Personally, I don’t see this as a negative at all–I see it as an overwhelming positive. In some sense, I experienced this as an adolescent. I was very sick, with undiagnosed celiac disease, and there wasn’t a doctor in the Midwest who could figure out what was wrong with me. I really didn’t know where to go for information.
Now? You search online for whatever it is you’re struggling with, and you’ll come across message boards filled with other people who are going through something similar. And if enough people are going through it, someone (or the community as a whole) tends to step up to provide a solution.
9. We are motivated by things that are emotionally satisfying.

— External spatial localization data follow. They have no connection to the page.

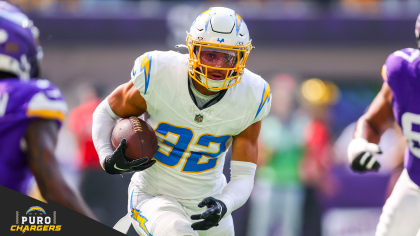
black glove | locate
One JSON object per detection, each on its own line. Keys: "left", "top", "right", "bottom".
{"left": 190, "top": 197, "right": 227, "bottom": 231}
{"left": 104, "top": 139, "right": 156, "bottom": 174}
{"left": 351, "top": 151, "right": 381, "bottom": 172}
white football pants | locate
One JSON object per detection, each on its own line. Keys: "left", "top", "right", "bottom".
{"left": 114, "top": 182, "right": 234, "bottom": 236}
{"left": 376, "top": 169, "right": 420, "bottom": 236}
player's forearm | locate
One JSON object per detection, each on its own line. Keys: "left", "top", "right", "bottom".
{"left": 354, "top": 115, "right": 387, "bottom": 144}
{"left": 92, "top": 98, "right": 120, "bottom": 168}
{"left": 353, "top": 83, "right": 394, "bottom": 144}
{"left": 219, "top": 161, "right": 256, "bottom": 217}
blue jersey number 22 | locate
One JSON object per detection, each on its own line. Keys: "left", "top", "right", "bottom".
{"left": 154, "top": 122, "right": 231, "bottom": 173}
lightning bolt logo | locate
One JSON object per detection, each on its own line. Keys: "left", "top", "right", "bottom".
{"left": 255, "top": 83, "right": 271, "bottom": 119}
{"left": 26, "top": 206, "right": 46, "bottom": 215}
{"left": 236, "top": 13, "right": 243, "bottom": 36}
{"left": 202, "top": 8, "right": 212, "bottom": 31}
{"left": 130, "top": 190, "right": 153, "bottom": 236}
{"left": 139, "top": 53, "right": 152, "bottom": 95}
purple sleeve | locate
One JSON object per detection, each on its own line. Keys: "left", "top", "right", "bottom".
{"left": 382, "top": 51, "right": 406, "bottom": 84}
{"left": 382, "top": 48, "right": 420, "bottom": 85}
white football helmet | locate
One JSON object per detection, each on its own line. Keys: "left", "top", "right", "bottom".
{"left": 187, "top": 7, "right": 252, "bottom": 91}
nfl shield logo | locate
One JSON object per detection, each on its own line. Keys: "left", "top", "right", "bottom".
{"left": 195, "top": 114, "right": 204, "bottom": 123}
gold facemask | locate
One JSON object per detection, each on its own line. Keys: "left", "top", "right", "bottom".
{"left": 186, "top": 34, "right": 252, "bottom": 91}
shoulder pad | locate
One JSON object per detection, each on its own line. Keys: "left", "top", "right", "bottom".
{"left": 131, "top": 50, "right": 184, "bottom": 96}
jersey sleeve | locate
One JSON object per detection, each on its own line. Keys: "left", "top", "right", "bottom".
{"left": 381, "top": 49, "right": 418, "bottom": 84}
{"left": 26, "top": 79, "right": 68, "bottom": 124}
{"left": 131, "top": 51, "right": 155, "bottom": 100}
{"left": 253, "top": 81, "right": 272, "bottom": 123}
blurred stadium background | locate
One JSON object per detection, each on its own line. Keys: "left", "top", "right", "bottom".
{"left": 11, "top": 0, "right": 418, "bottom": 235}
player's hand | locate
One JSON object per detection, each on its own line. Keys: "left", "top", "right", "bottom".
{"left": 104, "top": 139, "right": 156, "bottom": 174}
{"left": 347, "top": 138, "right": 381, "bottom": 172}
{"left": 190, "top": 197, "right": 227, "bottom": 231}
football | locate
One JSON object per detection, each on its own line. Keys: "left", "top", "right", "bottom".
{"left": 111, "top": 116, "right": 158, "bottom": 162}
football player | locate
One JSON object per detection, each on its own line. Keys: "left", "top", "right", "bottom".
{"left": 0, "top": 2, "right": 95, "bottom": 219}
{"left": 92, "top": 7, "right": 271, "bottom": 236}
{"left": 347, "top": 14, "right": 420, "bottom": 236}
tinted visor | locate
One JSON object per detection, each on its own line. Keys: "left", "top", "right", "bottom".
{"left": 198, "top": 47, "right": 238, "bottom": 69}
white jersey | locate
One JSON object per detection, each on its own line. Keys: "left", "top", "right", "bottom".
{"left": 130, "top": 50, "right": 271, "bottom": 200}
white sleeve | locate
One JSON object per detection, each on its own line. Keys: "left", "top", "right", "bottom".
{"left": 92, "top": 98, "right": 120, "bottom": 168}
{"left": 219, "top": 160, "right": 257, "bottom": 217}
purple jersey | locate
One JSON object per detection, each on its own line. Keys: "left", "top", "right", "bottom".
{"left": 382, "top": 48, "right": 420, "bottom": 186}
{"left": 0, "top": 78, "right": 67, "bottom": 194}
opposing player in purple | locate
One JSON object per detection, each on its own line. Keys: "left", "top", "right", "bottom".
{"left": 0, "top": 1, "right": 95, "bottom": 219}
{"left": 347, "top": 14, "right": 420, "bottom": 236}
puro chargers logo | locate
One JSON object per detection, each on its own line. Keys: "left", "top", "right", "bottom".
{"left": 10, "top": 206, "right": 62, "bottom": 233}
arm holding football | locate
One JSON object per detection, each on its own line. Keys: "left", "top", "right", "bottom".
{"left": 92, "top": 81, "right": 147, "bottom": 169}
{"left": 92, "top": 98, "right": 120, "bottom": 168}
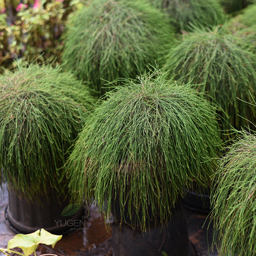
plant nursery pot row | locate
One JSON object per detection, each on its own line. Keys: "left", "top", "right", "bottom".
{"left": 5, "top": 187, "right": 193, "bottom": 256}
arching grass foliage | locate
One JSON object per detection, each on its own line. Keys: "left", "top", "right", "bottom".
{"left": 0, "top": 64, "right": 94, "bottom": 200}
{"left": 211, "top": 131, "right": 256, "bottom": 255}
{"left": 67, "top": 71, "right": 221, "bottom": 231}
{"left": 62, "top": 0, "right": 174, "bottom": 97}
{"left": 148, "top": 0, "right": 225, "bottom": 32}
{"left": 229, "top": 3, "right": 256, "bottom": 27}
{"left": 164, "top": 27, "right": 256, "bottom": 141}
{"left": 223, "top": 4, "right": 256, "bottom": 54}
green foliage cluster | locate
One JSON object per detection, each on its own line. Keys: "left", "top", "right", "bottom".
{"left": 219, "top": 0, "right": 255, "bottom": 14}
{"left": 67, "top": 71, "right": 221, "bottom": 231}
{"left": 148, "top": 0, "right": 225, "bottom": 32}
{"left": 232, "top": 3, "right": 256, "bottom": 27}
{"left": 223, "top": 4, "right": 256, "bottom": 54}
{"left": 230, "top": 25, "right": 256, "bottom": 54}
{"left": 62, "top": 0, "right": 174, "bottom": 97}
{"left": 0, "top": 64, "right": 94, "bottom": 200}
{"left": 211, "top": 131, "right": 256, "bottom": 255}
{"left": 0, "top": 0, "right": 86, "bottom": 73}
{"left": 8, "top": 63, "right": 96, "bottom": 109}
{"left": 164, "top": 27, "right": 256, "bottom": 140}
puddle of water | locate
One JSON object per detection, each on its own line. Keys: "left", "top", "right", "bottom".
{"left": 0, "top": 183, "right": 112, "bottom": 256}
{"left": 50, "top": 204, "right": 112, "bottom": 256}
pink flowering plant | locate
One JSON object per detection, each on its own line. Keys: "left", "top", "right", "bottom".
{"left": 0, "top": 0, "right": 85, "bottom": 73}
{"left": 16, "top": 3, "right": 28, "bottom": 11}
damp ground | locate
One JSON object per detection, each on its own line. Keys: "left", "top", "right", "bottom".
{"left": 0, "top": 185, "right": 218, "bottom": 256}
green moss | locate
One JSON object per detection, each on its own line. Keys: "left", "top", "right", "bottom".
{"left": 62, "top": 0, "right": 175, "bottom": 97}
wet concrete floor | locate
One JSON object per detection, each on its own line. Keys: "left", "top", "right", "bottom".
{"left": 0, "top": 185, "right": 218, "bottom": 256}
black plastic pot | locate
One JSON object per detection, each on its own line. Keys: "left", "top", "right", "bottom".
{"left": 181, "top": 187, "right": 211, "bottom": 214}
{"left": 112, "top": 202, "right": 192, "bottom": 256}
{"left": 5, "top": 186, "right": 85, "bottom": 235}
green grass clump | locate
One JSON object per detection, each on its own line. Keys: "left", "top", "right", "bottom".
{"left": 223, "top": 4, "right": 256, "bottom": 54}
{"left": 211, "top": 131, "right": 256, "bottom": 255}
{"left": 231, "top": 3, "right": 256, "bottom": 27}
{"left": 0, "top": 64, "right": 94, "bottom": 200}
{"left": 164, "top": 27, "right": 256, "bottom": 140}
{"left": 67, "top": 70, "right": 221, "bottom": 231}
{"left": 148, "top": 0, "right": 225, "bottom": 32}
{"left": 231, "top": 25, "right": 256, "bottom": 54}
{"left": 219, "top": 0, "right": 254, "bottom": 14}
{"left": 62, "top": 0, "right": 174, "bottom": 97}
{"left": 2, "top": 64, "right": 97, "bottom": 110}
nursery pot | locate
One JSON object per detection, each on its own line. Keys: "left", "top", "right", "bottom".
{"left": 111, "top": 201, "right": 192, "bottom": 256}
{"left": 181, "top": 186, "right": 211, "bottom": 214}
{"left": 5, "top": 186, "right": 84, "bottom": 235}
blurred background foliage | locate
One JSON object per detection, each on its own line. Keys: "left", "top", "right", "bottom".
{"left": 0, "top": 0, "right": 88, "bottom": 73}
{"left": 1, "top": 0, "right": 256, "bottom": 75}
{"left": 218, "top": 0, "right": 255, "bottom": 14}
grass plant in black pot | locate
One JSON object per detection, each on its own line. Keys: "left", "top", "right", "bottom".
{"left": 62, "top": 0, "right": 174, "bottom": 97}
{"left": 164, "top": 26, "right": 256, "bottom": 212}
{"left": 148, "top": 0, "right": 225, "bottom": 32}
{"left": 164, "top": 26, "right": 256, "bottom": 142}
{"left": 211, "top": 130, "right": 256, "bottom": 255}
{"left": 0, "top": 64, "right": 95, "bottom": 234}
{"left": 67, "top": 70, "right": 221, "bottom": 256}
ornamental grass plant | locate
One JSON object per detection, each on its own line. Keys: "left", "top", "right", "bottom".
{"left": 62, "top": 0, "right": 174, "bottom": 97}
{"left": 211, "top": 131, "right": 256, "bottom": 255}
{"left": 148, "top": 0, "right": 225, "bottom": 32}
{"left": 229, "top": 25, "right": 256, "bottom": 54}
{"left": 5, "top": 63, "right": 97, "bottom": 109}
{"left": 223, "top": 4, "right": 256, "bottom": 54}
{"left": 67, "top": 70, "right": 221, "bottom": 231}
{"left": 164, "top": 27, "right": 256, "bottom": 141}
{"left": 227, "top": 3, "right": 256, "bottom": 27}
{"left": 0, "top": 64, "right": 95, "bottom": 200}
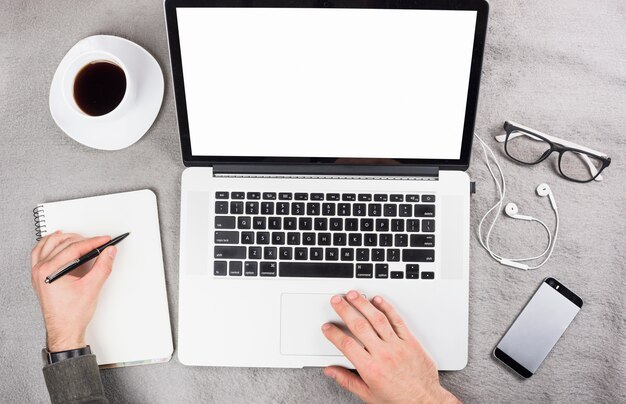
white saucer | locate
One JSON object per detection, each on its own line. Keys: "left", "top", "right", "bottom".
{"left": 49, "top": 35, "right": 164, "bottom": 150}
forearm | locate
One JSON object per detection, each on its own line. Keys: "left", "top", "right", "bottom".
{"left": 43, "top": 355, "right": 108, "bottom": 404}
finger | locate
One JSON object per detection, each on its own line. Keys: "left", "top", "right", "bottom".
{"left": 31, "top": 231, "right": 62, "bottom": 265}
{"left": 40, "top": 232, "right": 81, "bottom": 259}
{"left": 324, "top": 366, "right": 372, "bottom": 402}
{"left": 330, "top": 294, "right": 382, "bottom": 349}
{"left": 322, "top": 323, "right": 370, "bottom": 369}
{"left": 81, "top": 246, "right": 116, "bottom": 288}
{"left": 371, "top": 295, "right": 413, "bottom": 341}
{"left": 46, "top": 234, "right": 84, "bottom": 259}
{"left": 46, "top": 236, "right": 111, "bottom": 272}
{"left": 345, "top": 290, "right": 397, "bottom": 342}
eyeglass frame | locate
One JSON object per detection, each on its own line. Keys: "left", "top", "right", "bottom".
{"left": 495, "top": 121, "right": 611, "bottom": 183}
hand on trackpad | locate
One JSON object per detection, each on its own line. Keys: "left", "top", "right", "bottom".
{"left": 280, "top": 293, "right": 356, "bottom": 356}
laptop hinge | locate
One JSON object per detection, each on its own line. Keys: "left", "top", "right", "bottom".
{"left": 213, "top": 164, "right": 439, "bottom": 180}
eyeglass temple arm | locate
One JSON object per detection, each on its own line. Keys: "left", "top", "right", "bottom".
{"left": 494, "top": 131, "right": 604, "bottom": 181}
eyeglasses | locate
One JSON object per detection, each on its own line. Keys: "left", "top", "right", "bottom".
{"left": 496, "top": 121, "right": 611, "bottom": 183}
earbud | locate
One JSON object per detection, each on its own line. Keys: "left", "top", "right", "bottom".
{"left": 536, "top": 183, "right": 558, "bottom": 211}
{"left": 504, "top": 202, "right": 533, "bottom": 221}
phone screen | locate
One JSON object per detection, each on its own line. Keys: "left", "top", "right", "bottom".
{"left": 494, "top": 278, "right": 583, "bottom": 378}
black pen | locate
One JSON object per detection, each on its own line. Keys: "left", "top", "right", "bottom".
{"left": 45, "top": 233, "right": 130, "bottom": 284}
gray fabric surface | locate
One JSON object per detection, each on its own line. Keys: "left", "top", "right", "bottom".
{"left": 1, "top": 0, "right": 625, "bottom": 402}
{"left": 43, "top": 355, "right": 108, "bottom": 404}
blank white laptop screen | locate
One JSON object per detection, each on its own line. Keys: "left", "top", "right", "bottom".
{"left": 176, "top": 8, "right": 477, "bottom": 160}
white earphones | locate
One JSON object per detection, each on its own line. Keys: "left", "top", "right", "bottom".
{"left": 475, "top": 134, "right": 560, "bottom": 271}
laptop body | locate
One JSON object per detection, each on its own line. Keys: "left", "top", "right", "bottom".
{"left": 165, "top": 0, "right": 488, "bottom": 370}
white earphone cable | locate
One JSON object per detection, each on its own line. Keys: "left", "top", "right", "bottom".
{"left": 475, "top": 133, "right": 558, "bottom": 269}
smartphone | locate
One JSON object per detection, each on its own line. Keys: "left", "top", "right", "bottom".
{"left": 493, "top": 277, "right": 583, "bottom": 378}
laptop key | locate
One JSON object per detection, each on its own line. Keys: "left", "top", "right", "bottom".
{"left": 215, "top": 216, "right": 236, "bottom": 229}
{"left": 261, "top": 202, "right": 274, "bottom": 215}
{"left": 287, "top": 232, "right": 300, "bottom": 245}
{"left": 395, "top": 234, "right": 408, "bottom": 247}
{"left": 314, "top": 218, "right": 328, "bottom": 230}
{"left": 253, "top": 217, "right": 266, "bottom": 229}
{"left": 268, "top": 217, "right": 281, "bottom": 230}
{"left": 310, "top": 248, "right": 324, "bottom": 260}
{"left": 376, "top": 219, "right": 389, "bottom": 232}
{"left": 244, "top": 262, "right": 258, "bottom": 276}
{"left": 295, "top": 193, "right": 308, "bottom": 201}
{"left": 387, "top": 249, "right": 400, "bottom": 261}
{"left": 421, "top": 271, "right": 435, "bottom": 279}
{"left": 264, "top": 247, "right": 277, "bottom": 259}
{"left": 231, "top": 192, "right": 245, "bottom": 200}
{"left": 280, "top": 247, "right": 292, "bottom": 260}
{"left": 229, "top": 261, "right": 243, "bottom": 276}
{"left": 292, "top": 202, "right": 305, "bottom": 215}
{"left": 311, "top": 193, "right": 324, "bottom": 201}
{"left": 341, "top": 248, "right": 354, "bottom": 261}
{"left": 295, "top": 248, "right": 308, "bottom": 260}
{"left": 390, "top": 194, "right": 403, "bottom": 202}
{"left": 260, "top": 262, "right": 277, "bottom": 276}
{"left": 379, "top": 234, "right": 393, "bottom": 247}
{"left": 391, "top": 219, "right": 404, "bottom": 232}
{"left": 374, "top": 194, "right": 388, "bottom": 202}
{"left": 358, "top": 194, "right": 372, "bottom": 201}
{"left": 422, "top": 195, "right": 436, "bottom": 203}
{"left": 272, "top": 232, "right": 285, "bottom": 245}
{"left": 399, "top": 204, "right": 412, "bottom": 217}
{"left": 215, "top": 231, "right": 239, "bottom": 244}
{"left": 279, "top": 193, "right": 292, "bottom": 200}
{"left": 256, "top": 232, "right": 270, "bottom": 245}
{"left": 333, "top": 233, "right": 347, "bottom": 246}
{"left": 402, "top": 249, "right": 435, "bottom": 262}
{"left": 345, "top": 218, "right": 358, "bottom": 231}
{"left": 284, "top": 217, "right": 297, "bottom": 230}
{"left": 415, "top": 204, "right": 435, "bottom": 217}
{"left": 247, "top": 192, "right": 261, "bottom": 200}
{"left": 322, "top": 203, "right": 336, "bottom": 216}
{"left": 215, "top": 201, "right": 228, "bottom": 214}
{"left": 326, "top": 193, "right": 340, "bottom": 201}
{"left": 364, "top": 233, "right": 377, "bottom": 246}
{"left": 246, "top": 202, "right": 259, "bottom": 215}
{"left": 407, "top": 219, "right": 420, "bottom": 232}
{"left": 214, "top": 261, "right": 227, "bottom": 276}
{"left": 215, "top": 191, "right": 229, "bottom": 199}
{"left": 241, "top": 232, "right": 254, "bottom": 244}
{"left": 342, "top": 194, "right": 356, "bottom": 201}
{"left": 299, "top": 217, "right": 312, "bottom": 230}
{"left": 303, "top": 233, "right": 316, "bottom": 245}
{"left": 262, "top": 192, "right": 276, "bottom": 200}
{"left": 325, "top": 248, "right": 339, "bottom": 261}
{"left": 338, "top": 203, "right": 351, "bottom": 216}
{"left": 368, "top": 203, "right": 382, "bottom": 217}
{"left": 384, "top": 204, "right": 397, "bottom": 217}
{"left": 423, "top": 220, "right": 435, "bottom": 232}
{"left": 391, "top": 271, "right": 404, "bottom": 279}
{"left": 356, "top": 263, "right": 373, "bottom": 278}
{"left": 277, "top": 202, "right": 289, "bottom": 215}
{"left": 356, "top": 249, "right": 369, "bottom": 261}
{"left": 330, "top": 218, "right": 343, "bottom": 231}
{"left": 307, "top": 202, "right": 320, "bottom": 216}
{"left": 360, "top": 219, "right": 373, "bottom": 231}
{"left": 410, "top": 234, "right": 435, "bottom": 247}
{"left": 406, "top": 264, "right": 419, "bottom": 279}
{"left": 318, "top": 233, "right": 332, "bottom": 245}
{"left": 237, "top": 216, "right": 251, "bottom": 229}
{"left": 230, "top": 201, "right": 244, "bottom": 214}
{"left": 375, "top": 264, "right": 389, "bottom": 278}
{"left": 372, "top": 248, "right": 385, "bottom": 261}
{"left": 279, "top": 262, "right": 353, "bottom": 278}
{"left": 214, "top": 246, "right": 246, "bottom": 259}
{"left": 349, "top": 233, "right": 362, "bottom": 246}
{"left": 406, "top": 195, "right": 420, "bottom": 202}
{"left": 353, "top": 203, "right": 366, "bottom": 216}
{"left": 249, "top": 247, "right": 261, "bottom": 259}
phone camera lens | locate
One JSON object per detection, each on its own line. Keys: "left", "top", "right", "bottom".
{"left": 548, "top": 279, "right": 555, "bottom": 286}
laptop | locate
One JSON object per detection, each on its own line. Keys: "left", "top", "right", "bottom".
{"left": 165, "top": 0, "right": 488, "bottom": 370}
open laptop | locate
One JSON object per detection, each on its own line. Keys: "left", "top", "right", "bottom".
{"left": 165, "top": 0, "right": 488, "bottom": 370}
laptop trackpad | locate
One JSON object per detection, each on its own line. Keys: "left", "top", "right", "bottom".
{"left": 280, "top": 293, "right": 348, "bottom": 356}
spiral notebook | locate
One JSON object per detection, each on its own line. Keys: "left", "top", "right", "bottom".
{"left": 33, "top": 189, "right": 173, "bottom": 368}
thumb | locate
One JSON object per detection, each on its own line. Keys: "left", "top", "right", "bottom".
{"left": 324, "top": 366, "right": 372, "bottom": 402}
{"left": 83, "top": 246, "right": 116, "bottom": 288}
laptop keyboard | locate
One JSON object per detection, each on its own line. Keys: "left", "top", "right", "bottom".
{"left": 212, "top": 192, "right": 436, "bottom": 280}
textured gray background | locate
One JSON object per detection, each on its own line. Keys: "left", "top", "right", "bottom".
{"left": 1, "top": 0, "right": 625, "bottom": 402}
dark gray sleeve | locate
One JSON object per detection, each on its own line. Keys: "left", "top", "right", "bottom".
{"left": 42, "top": 354, "right": 108, "bottom": 404}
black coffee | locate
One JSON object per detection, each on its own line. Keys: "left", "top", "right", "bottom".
{"left": 73, "top": 61, "right": 126, "bottom": 116}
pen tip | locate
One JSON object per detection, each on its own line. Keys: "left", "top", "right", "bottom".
{"left": 44, "top": 279, "right": 50, "bottom": 284}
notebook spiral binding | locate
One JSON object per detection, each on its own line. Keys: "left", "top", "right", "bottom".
{"left": 34, "top": 205, "right": 47, "bottom": 241}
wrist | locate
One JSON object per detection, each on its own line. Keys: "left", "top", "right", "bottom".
{"left": 46, "top": 333, "right": 86, "bottom": 352}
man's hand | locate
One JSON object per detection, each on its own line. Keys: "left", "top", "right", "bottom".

I think this has less to do with our generation, actually, and more to do with how our world is changing. More and more, older people, too, are making career changes not geared around making more money but focused on personal health, well-being, and fulfillment.
Some are motivated by money, sure, but in general most Millennials are motivated by being part of something that is meaningful. Something that speaks to the life they strive to lead, and what they believe to be fulfilling. If you can cater to that, we will work endlessly to be part of it.
10. We have an incredible work ethic.
Speaking to No. 9 here, when we find something we love and that connects with us emotionally, our work ethic is unrivaled. We are not the “clock in and clock out” type. We would much rather (and often do) make what we are doing part of our lifestyle, instead of seeing it as a segmented portion of our day.
On the flip side, keep in mind that every time we open Instagram, we see photo after photo of a 20-year-old model on a beach in Bali with the caption, “Follow your heart and live the life of your dreams.” Every message around us (in 2016) speaks to living life on your own terms. Now, it’s our fault for wishing that to be true instead of putting in the hard work. But it’s also important that you learn what motivates Millennials and give them a sense of purpose.
11. Our intentions are genuine.
Aside from our ADD and our instant-gratification-seeking and our inability to comprehend why someone won’t give us $500 million for our cotton candy concept, we really do have the best intentions. The number of young people who want to make a difference in this world and do something positive, create a solution, solve a problem, bring people together, and help those in need is astounding.
We might be misdirected sometimes, and we might not think in the same “conventional” ways that you would, but that’s kind of the point.
Otherwise, how else do you stumble upon anything new?